Case - Nimhans
Case - Nimhans
Case - Nimhans
Date: 9/10/2019
Name: RAJASHREE PRAVEEN
Identifying Data:
Name – Ms.A.R
Age – 15
Sex – Female
Education – 10th grade student
Occupation – None
Marital Status – Unmarried
Socioeconomic Status – Lower -middle Class
Residence – Urban
Reliability – Yes
Adequacy – Yes
Chief Complaints: Over the past one year patient is reported to be having
headaches, loss of interest in studies, dizziness and vomiting, loss of
appetite, spells of forgetfulness, mobile addiction, excessive social
networking to the extent of lapse in academics and manipulative
behaviour[ such as crying uncontrollably, and creating temper tantrums ],
towards authority when asked to limit networking usage, severe sibling
rivalry , defiance towards requests towards keeping personal hygiene and
to keeping belongings neat, tidy and in order. Has been increasingly
dependent on mother for the same since the past 7 to 8 months.
Onset: Insidious
History of Present Illness: Physical symptoms started a year ago when she is
said to had a seizure with convulsions, ending in a brief hospital stay. Her
addiction to the mobile and the relationship increased as days progressed,
initially occasionally, later on, on daily basis, worsened by stressors mentioned
above. Loss of memory increased and there have been two incidents of vomiting
and dizziness within the past year. She was taken for psychiatric consultation
from where she was referred for counseling to psychologist due to non
cooperation. [She kept silent]
Negative History: Patient admits to feeling lost and sad and has suicidal
thoughts. She is also obsessed with getting back the mobile phone that her
mother has kept away.
Medical and Surgical history – Patient has been hospitalized only once this past
year owing to the seizure .She developed fever for which she was treated and
discharged.
Family History:
____________________________ I
________________________ II
III
Personal History:
Behaviour during childhood – Had an easy going and adaptable nature. Was shy
and did not speak much other than to mother and sibling.
Premorbid Personality –
Social relations: Does not mingle much but is not uncomfortable in social
situations. Patient prefers to be silent most of the time.

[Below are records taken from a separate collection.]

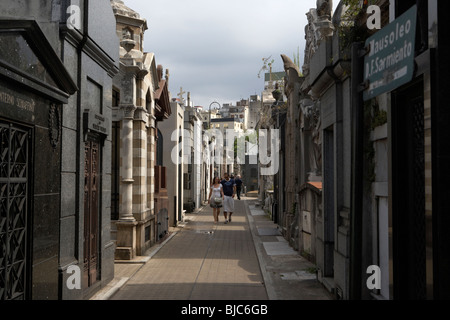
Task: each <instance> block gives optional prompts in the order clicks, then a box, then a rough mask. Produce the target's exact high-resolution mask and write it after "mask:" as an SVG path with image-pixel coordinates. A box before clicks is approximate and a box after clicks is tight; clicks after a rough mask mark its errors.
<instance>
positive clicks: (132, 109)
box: [120, 104, 137, 120]
mask: <svg viewBox="0 0 450 320" xmlns="http://www.w3.org/2000/svg"><path fill="white" fill-rule="evenodd" d="M136 109H137V107H136V106H135V105H132V104H131V105H130V104H127V105H121V106H120V111H121V113H122V118H123V119H127V120H133V119H134V112H135V111H136Z"/></svg>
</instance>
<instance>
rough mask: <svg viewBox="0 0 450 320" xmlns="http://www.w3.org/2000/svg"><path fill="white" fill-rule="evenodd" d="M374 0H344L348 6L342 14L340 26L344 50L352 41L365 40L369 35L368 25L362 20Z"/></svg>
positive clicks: (362, 40) (339, 34) (345, 6)
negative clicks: (362, 22)
mask: <svg viewBox="0 0 450 320" xmlns="http://www.w3.org/2000/svg"><path fill="white" fill-rule="evenodd" d="M374 2H375V1H374V0H373V1H370V0H369V1H368V0H364V1H363V0H342V3H343V5H344V6H345V7H346V10H345V12H344V13H343V14H342V16H341V24H340V25H339V26H338V33H339V38H340V47H341V50H342V51H345V50H346V49H348V48H349V47H350V46H351V44H352V43H354V42H360V41H364V40H365V39H367V37H368V36H369V34H368V30H367V27H366V25H365V23H364V24H363V23H362V20H364V19H363V18H364V17H365V15H366V9H367V6H368V5H370V4H372V3H374Z"/></svg>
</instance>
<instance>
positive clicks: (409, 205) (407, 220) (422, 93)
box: [392, 79, 427, 300]
mask: <svg viewBox="0 0 450 320" xmlns="http://www.w3.org/2000/svg"><path fill="white" fill-rule="evenodd" d="M392 98H393V99H392V100H393V107H392V133H393V135H392V144H393V145H392V147H393V148H392V157H393V158H392V163H393V166H392V178H393V192H392V201H393V203H392V206H393V213H392V215H393V216H392V222H393V267H394V270H393V274H394V279H393V281H394V283H393V286H394V288H393V289H394V291H393V296H394V299H414V300H415V299H425V298H426V296H427V292H426V248H425V243H426V239H425V235H426V233H425V154H424V141H425V137H424V96H423V81H422V80H421V79H419V80H417V81H415V82H413V83H411V84H410V85H407V86H405V87H402V88H401V89H399V90H397V91H395V92H394V93H393V94H392Z"/></svg>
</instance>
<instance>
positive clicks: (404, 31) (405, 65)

Intellectual activities: None
Mood: Fluctuating sometimes pleasant, sometimes melancholic.
Character: Good.
Interpersonal relationships: Not well established.

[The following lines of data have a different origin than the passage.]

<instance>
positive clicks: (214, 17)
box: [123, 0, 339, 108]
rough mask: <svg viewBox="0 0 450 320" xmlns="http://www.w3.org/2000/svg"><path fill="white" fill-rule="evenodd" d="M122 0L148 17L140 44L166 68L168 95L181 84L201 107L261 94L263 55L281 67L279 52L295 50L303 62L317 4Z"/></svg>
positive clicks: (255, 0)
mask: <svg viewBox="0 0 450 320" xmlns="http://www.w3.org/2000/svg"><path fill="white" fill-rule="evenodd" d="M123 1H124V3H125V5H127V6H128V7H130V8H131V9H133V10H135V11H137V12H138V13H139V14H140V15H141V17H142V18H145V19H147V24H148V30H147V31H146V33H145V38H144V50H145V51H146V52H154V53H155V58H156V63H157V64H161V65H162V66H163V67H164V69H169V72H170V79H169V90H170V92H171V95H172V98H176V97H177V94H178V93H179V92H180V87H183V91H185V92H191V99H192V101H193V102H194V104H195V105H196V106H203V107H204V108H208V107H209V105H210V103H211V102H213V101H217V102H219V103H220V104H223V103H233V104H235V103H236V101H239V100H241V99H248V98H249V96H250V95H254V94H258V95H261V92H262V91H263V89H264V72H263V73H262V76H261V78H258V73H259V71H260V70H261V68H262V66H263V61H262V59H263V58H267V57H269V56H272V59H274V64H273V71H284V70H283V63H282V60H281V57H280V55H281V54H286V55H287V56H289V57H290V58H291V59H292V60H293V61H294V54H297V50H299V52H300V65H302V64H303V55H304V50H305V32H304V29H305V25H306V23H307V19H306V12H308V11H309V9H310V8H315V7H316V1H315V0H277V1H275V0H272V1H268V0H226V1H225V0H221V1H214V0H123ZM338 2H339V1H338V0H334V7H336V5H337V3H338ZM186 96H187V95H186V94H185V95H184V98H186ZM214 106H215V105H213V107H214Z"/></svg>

Energy and Initiative: No.
Habits: Watching television.
Speech:
Tone-decreased and at a loss when faced with difficulty in finding words.

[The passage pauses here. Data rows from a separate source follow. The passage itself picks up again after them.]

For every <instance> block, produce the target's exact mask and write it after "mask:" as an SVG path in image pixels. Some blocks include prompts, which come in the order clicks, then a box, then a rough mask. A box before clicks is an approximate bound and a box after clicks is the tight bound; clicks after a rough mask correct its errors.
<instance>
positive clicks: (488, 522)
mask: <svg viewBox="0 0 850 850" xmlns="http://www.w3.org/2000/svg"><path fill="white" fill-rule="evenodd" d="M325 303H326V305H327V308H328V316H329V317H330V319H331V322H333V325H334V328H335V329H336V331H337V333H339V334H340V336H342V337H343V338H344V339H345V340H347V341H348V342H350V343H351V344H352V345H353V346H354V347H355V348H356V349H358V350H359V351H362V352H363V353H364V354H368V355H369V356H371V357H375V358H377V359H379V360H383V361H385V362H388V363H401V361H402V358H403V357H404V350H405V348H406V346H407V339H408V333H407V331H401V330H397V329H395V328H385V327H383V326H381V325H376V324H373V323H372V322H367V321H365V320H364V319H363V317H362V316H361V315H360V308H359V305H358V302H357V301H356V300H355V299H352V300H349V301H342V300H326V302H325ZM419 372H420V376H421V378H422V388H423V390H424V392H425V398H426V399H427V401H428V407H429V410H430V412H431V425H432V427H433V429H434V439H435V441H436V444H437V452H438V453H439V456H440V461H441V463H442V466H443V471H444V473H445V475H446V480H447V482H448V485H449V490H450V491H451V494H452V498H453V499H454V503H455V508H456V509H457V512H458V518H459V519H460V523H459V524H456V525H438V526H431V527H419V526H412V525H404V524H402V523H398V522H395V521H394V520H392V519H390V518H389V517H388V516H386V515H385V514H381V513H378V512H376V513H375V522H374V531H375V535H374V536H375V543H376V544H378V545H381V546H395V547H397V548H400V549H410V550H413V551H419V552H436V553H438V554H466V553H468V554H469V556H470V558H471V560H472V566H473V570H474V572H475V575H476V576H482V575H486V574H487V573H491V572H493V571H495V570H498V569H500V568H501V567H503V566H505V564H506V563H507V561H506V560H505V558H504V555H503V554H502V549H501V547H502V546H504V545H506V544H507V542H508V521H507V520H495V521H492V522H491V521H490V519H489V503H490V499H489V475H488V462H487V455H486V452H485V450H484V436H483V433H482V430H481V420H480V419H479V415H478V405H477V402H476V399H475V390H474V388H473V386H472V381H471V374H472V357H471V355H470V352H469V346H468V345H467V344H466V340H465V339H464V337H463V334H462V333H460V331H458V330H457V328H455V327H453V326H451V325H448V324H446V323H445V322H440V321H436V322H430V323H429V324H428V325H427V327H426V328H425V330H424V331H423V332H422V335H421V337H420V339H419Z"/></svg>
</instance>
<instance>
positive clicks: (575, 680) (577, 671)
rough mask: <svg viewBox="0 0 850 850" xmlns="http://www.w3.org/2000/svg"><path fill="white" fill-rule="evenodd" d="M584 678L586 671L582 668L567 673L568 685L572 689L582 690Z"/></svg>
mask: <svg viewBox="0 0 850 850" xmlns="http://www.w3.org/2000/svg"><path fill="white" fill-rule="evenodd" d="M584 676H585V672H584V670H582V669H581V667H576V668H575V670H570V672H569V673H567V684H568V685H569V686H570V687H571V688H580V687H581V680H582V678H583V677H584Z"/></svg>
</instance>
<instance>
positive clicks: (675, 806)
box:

Tempo- decreased rate/tempo while describing state of stress otherwise
normal.
Volume- Soft.
Coherence- Coherent
Relevance- Relevant
Emotions:
Mood- Dysphoric when describing herself reliving the situation and
finding it unrealistic and sad that she was attending to the phone call of
someone while he had an accident. Also not being able to remember
school work, having the mobile phone when she wanted and also being
less favored than her sibling. Slightly euphoric when describing matters
such as her friend, programs she likes and her relationship with her
mother were described in gloom.
Affect - Constricted.
Thought:
Form -Sequential.
Stream (Flight of ideas/ retardation of thinking/ perseveration/ thought
blocking) - None.
Possession (Obsessions and compulsions/ thought
alienation/insertion/deprivation/ broadcasting)-None.
Content-Relevant.
Perception: Intact.
Consciousness: Conscious.
Intelligence: Average.
Insight: No insight.
Judgment: Impaired.
Test – Patient was asked opinion on personal hygiene and taking care of
sibling.
Social –Was depending on mother to help make decision and avoided
response.
Personal –Was depending on mother to help make decision and avoided
response.
Management Plan:
Referrals- Patient has been referred to for detailed medical, neurological
and psychiatric checkups.
Psychosocial treatment- Supportive counseling for the family is being
provided, encompassing strategies that may alter faulty parenting
techniques and also methods that would improve familial interpersonal
dynamics. Care is being taken so as to create awareness about need for
patient’s physical illness to be diagnosed and treated and also managing
patient’s emotional state of mind, post medical treatment. Aptitude
testing as well as goal setting and strategies that could aid the same
would be formulated. This to follow as soon as patient’s medical state is
investigated in detail. Regular follow ups will be encouraged.